When I ask Kogonada to pick between Hansu and Isak, he tries to avoid the question, then responds, “I’m going to stay neutral.”

“It gives me PTSD from Twilight!” adds Chon, who played Eric Yorkie in four Twilight films. “I’m going to be Switzerland about this, too.”

Kogonada and Chon, both executive producers, are similarly vague about whether they’ll direct further seasons (Kogonada has After Yang out soon, Chon is working on a feature about a rapper). Hugh, who’s mapped out four seasons, is tight-lipped when I ask how many arcs can be mined from the novel, and if Min Jin Lee will write new storylines. (Lee told the New Yorker, “I’m (no longer) an executive producer, and I’m not talking about that right now.”)

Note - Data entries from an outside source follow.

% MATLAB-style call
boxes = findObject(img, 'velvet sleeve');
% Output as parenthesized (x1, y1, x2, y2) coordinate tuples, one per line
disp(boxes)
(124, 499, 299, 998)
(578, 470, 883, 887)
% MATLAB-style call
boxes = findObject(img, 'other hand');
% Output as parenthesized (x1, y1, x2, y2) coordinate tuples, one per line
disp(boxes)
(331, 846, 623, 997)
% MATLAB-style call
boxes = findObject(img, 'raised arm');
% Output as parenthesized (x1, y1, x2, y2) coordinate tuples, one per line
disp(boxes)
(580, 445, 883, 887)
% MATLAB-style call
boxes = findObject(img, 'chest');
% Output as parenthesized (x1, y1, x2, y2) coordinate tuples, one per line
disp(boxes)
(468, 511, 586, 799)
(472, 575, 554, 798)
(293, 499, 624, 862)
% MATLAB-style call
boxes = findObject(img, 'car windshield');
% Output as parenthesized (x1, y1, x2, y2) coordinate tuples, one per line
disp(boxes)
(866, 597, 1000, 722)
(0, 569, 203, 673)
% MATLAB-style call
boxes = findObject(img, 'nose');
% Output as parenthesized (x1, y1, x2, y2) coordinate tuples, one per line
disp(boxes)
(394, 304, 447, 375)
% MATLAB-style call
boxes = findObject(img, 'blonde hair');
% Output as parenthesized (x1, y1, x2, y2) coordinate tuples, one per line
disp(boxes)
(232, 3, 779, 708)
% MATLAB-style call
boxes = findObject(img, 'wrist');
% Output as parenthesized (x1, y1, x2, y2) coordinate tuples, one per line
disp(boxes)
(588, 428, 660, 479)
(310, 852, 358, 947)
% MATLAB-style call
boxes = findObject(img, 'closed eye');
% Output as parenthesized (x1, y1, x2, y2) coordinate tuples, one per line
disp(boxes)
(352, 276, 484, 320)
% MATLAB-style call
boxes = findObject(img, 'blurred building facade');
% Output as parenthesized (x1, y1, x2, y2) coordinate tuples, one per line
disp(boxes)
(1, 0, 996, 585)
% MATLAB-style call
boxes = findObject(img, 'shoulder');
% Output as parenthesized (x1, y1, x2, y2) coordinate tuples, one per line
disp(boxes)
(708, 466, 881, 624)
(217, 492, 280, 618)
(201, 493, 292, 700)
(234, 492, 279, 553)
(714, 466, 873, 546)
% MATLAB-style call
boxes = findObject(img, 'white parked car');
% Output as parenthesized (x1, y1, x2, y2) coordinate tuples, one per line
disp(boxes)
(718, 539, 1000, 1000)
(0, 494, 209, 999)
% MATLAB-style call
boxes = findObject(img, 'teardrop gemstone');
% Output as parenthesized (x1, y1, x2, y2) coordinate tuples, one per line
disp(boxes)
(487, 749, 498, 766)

Regardless, Pachinko is already a critical hit, and had me – and I’m sure many others – teaching a parent over the phone how to watch Apple TV. “When we sold the show three years ago, it was before Parasite and Squid Game,” Hugh says. “Apple wasn’t chasing marketing. They bought this because of love.” Whether or not it’s that simple, Pachinko is to be treasured. Asians aren’t typically showrunners and lead actors in lavish, large-scale productions like this, but no matter.

“For so long, the west thought their story was the only story,” Hugh says. “It shows the power of the diaspora that we’re saying: no, that’s not the only paradigm. We want our stories as well.”